The fact that none of the text is legible, tells us that the text is not being rendered in the common Unicode formats (Known as UTF-8, UTF-16LE or UTF16BE ). This type of rendering problem is known as Mojibake. Depending on your context, That might be expected, as by default HTTP uses an older standard text encoding standard 
(labelled ISO 8859-1, which similar to ASCII).

You can actually change how FireFox and Internet Explorer 'decode' the text for a page. These are menus to do it in FireFox on WIndows 7.

If I change FireFox to use the menu option "Unicode (UTF-16)" character encoding, This is what I see:

Notice the page tells me it is being rendered in UTF-16BE. Our special page has reverse engineered what FireFox browser means by UTF-16. There are in fact 2 types of UTF-16,  BE and LE ( If you are interested, you can find out more about this Big Endian / Little Endian quirk ). That's interesting, why did it use UTF-16BE? Is it using UTF-16’s predecessor: UCS-2’s default ordering of Big-Endian? 

(Don’t worry this stuff IS ACTUALLY CONFUSING.)

If I change FireFox to use what is fast becoming the de-facto standard, UTF-8, the page tells us likewise:

I could do other similar investigations, by checking HTTP headers. I might also examine the page-source and the encoding that has configured. But alas, its not uncommon for these to differ for a given page. So to find out which encoding  is actually being used? The Ishihara tests can help.

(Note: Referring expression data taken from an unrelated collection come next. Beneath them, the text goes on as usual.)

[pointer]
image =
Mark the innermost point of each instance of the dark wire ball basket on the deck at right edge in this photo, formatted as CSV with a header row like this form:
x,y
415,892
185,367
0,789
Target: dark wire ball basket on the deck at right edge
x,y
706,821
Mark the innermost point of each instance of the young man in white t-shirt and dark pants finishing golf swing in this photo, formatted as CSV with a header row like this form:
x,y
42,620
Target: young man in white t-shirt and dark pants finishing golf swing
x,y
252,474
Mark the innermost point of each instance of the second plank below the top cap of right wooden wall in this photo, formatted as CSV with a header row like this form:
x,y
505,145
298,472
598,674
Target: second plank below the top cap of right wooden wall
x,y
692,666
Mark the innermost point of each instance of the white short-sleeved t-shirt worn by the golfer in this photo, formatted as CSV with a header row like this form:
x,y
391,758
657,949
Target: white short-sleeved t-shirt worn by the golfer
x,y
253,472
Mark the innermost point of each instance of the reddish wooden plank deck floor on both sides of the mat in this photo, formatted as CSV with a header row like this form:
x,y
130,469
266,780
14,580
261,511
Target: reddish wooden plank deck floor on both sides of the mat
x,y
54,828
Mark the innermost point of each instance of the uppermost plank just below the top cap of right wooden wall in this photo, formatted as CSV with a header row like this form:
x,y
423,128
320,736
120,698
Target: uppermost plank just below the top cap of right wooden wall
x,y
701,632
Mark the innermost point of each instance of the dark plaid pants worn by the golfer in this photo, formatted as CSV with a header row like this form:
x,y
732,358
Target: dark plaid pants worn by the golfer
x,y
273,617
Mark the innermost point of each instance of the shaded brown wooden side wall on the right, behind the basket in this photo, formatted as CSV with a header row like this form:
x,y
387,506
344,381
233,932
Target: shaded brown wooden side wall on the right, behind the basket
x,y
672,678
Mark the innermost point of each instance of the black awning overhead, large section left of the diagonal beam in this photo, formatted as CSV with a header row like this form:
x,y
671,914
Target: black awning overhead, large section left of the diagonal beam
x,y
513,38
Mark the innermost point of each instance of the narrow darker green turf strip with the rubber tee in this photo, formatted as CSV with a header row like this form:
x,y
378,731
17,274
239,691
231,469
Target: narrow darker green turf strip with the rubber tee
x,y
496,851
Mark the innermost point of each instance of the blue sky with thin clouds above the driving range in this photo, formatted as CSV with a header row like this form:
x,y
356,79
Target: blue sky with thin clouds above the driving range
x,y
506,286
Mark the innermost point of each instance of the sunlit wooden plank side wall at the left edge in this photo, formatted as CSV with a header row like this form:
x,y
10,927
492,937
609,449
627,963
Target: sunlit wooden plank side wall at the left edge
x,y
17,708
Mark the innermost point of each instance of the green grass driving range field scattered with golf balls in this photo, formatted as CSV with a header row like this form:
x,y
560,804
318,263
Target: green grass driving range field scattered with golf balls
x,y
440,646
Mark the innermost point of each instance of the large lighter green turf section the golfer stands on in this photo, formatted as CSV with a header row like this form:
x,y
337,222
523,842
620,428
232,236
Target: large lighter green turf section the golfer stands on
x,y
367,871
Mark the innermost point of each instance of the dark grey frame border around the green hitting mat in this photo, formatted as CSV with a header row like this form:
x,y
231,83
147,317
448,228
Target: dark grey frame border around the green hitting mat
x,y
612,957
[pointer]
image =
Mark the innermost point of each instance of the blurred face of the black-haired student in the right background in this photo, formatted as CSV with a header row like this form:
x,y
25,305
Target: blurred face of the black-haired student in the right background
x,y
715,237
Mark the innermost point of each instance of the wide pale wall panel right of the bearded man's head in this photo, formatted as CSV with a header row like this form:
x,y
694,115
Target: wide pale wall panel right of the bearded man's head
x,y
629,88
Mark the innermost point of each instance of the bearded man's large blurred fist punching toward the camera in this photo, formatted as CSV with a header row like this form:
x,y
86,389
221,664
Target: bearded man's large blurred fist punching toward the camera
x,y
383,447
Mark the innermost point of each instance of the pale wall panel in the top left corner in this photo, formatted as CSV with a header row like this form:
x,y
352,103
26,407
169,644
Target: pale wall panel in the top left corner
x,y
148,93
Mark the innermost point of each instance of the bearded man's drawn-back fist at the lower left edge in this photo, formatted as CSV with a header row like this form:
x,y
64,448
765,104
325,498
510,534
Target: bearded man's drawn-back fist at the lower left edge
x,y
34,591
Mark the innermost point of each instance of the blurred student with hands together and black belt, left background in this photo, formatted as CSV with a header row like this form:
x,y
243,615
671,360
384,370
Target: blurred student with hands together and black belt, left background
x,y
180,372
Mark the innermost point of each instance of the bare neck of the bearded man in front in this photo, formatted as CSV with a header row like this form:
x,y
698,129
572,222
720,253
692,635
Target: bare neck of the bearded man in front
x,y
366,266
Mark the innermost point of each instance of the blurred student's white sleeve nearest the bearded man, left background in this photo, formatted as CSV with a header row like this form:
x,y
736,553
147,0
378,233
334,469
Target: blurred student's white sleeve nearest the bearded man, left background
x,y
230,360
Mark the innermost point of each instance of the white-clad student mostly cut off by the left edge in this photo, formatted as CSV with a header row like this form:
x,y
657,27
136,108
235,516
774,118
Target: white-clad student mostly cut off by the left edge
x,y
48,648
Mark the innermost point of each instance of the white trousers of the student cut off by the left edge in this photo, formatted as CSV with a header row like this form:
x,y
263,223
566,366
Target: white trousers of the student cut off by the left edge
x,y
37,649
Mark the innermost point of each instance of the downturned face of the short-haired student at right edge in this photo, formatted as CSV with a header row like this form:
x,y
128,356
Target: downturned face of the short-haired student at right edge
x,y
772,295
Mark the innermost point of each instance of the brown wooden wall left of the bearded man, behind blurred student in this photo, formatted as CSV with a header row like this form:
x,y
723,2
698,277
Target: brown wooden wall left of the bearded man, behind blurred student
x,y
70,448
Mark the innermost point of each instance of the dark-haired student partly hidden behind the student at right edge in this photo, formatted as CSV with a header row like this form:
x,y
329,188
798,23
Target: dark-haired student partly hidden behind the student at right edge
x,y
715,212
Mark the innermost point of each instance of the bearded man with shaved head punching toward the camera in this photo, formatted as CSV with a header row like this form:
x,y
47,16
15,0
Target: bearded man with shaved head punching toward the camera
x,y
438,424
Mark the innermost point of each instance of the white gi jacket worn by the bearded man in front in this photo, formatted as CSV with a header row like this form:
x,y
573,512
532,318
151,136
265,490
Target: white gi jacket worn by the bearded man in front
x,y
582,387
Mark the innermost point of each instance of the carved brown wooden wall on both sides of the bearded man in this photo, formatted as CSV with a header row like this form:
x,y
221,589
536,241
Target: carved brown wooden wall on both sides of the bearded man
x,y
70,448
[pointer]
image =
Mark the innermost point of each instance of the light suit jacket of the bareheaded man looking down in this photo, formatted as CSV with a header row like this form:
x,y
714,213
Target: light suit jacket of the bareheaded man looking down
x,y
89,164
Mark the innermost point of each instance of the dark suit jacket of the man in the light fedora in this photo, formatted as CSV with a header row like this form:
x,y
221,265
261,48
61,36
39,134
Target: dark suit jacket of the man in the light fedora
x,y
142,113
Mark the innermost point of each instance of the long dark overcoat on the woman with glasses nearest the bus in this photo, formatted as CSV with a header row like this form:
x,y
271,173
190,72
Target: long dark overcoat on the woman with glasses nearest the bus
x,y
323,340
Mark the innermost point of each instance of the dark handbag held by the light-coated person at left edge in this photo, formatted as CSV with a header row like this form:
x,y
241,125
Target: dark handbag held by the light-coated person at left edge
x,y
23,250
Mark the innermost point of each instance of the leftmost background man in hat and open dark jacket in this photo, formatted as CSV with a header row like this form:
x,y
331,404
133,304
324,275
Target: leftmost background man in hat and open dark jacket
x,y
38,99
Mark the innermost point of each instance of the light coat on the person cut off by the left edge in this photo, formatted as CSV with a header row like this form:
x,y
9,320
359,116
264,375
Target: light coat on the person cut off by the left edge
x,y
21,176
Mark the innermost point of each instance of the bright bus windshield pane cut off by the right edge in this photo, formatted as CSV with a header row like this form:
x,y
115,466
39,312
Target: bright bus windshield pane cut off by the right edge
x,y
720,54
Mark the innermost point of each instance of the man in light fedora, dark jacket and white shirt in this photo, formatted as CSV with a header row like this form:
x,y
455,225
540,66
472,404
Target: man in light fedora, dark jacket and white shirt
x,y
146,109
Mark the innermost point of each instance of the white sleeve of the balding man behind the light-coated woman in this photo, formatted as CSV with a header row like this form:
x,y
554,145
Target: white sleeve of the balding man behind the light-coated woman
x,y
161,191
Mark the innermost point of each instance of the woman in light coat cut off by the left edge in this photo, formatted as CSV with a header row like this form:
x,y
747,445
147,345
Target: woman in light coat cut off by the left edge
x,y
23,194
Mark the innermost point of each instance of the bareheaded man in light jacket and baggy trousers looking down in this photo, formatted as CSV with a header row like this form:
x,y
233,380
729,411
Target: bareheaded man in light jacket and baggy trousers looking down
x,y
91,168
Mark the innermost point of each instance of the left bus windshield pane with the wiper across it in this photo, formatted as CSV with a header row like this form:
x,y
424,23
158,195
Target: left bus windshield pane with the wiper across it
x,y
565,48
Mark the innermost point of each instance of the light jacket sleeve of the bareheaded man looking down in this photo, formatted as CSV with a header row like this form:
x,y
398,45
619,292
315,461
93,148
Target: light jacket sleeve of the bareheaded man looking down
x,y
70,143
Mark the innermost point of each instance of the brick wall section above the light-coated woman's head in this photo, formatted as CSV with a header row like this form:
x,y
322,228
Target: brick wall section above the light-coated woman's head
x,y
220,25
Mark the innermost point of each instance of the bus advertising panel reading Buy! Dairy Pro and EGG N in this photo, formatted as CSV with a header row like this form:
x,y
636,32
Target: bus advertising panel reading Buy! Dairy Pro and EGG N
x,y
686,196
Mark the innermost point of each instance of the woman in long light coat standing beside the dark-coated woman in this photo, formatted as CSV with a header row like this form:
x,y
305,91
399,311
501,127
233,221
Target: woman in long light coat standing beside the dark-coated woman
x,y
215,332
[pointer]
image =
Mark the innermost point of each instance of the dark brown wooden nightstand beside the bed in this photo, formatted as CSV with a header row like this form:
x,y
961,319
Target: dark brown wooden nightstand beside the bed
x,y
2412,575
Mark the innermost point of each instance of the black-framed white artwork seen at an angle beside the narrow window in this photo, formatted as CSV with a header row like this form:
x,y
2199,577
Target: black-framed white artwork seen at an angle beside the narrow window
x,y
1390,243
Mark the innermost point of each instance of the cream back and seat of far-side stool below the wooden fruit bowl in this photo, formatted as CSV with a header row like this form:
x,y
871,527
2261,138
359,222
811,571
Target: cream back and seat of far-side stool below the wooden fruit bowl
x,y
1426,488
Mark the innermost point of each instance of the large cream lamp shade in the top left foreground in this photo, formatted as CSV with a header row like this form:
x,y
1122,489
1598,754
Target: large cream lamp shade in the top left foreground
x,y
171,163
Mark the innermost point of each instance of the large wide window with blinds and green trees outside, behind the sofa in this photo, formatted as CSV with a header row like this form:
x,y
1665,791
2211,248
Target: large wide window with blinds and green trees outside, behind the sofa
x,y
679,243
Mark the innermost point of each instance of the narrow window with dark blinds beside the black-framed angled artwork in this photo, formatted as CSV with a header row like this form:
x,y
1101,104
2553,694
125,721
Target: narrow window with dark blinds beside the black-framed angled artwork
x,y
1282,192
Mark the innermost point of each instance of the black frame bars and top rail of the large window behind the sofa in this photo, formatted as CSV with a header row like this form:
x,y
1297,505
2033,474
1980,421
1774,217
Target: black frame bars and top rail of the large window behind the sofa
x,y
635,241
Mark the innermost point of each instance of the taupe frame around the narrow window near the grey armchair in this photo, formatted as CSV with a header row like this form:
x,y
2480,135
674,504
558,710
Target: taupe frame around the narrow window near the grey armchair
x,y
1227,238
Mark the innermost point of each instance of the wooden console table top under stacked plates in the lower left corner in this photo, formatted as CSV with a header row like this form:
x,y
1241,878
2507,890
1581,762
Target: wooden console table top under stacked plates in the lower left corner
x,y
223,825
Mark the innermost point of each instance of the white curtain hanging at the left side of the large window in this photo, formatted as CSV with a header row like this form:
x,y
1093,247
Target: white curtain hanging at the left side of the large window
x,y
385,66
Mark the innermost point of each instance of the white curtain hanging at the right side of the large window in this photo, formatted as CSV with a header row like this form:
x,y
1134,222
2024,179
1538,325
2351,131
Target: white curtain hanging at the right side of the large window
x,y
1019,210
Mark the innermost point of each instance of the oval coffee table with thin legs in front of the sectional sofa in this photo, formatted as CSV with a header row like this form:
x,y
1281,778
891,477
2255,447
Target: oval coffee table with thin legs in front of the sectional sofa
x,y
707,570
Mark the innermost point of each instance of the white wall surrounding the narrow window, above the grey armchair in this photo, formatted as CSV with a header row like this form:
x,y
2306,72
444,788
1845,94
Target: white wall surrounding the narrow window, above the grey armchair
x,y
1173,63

Unlike other methods very little setup is required, the files just need to be included in the test system or its data. They are safe and simple - They don’t execute any code at run time and are not prone to many of the usual programming relating maintenance issues.

When might you use Ishihara style tests? Whenever you suspect there is some medium that might be interfering with what you are seeing. For example, If you deploy a new cache in front of your website - it shouldn't change how the pages actually are encoded [should it?]. (Changes in encoding might change a page’s appearance - now you have a quick way to check the actual encoding in-use.)

Remember that end-to-end view? Well if our system has multiple steps - which process or affect our text - then any one of those steps might in theory highlight an issue. So even if viewing our test file suggests it is being treated as UTF-8, this might just mean that for example our back-end content management system processed the file as UTF-8. The next step may have again changed the data to a different encoding. So while we can't always be sure what is affecting the Ishihara test text, we can at least see that something in that black box is affecting it in a visible way.

I've only scratched the surface here with the idea of Ishihara tests. They can provide greater resolution in issues such as character/text encoding e.g. Did that euro symbol display OK? Well we know you are not using ASCII text encoding then etc. The technique can be used elsewhere, have a try yourself. You can download the simple example above.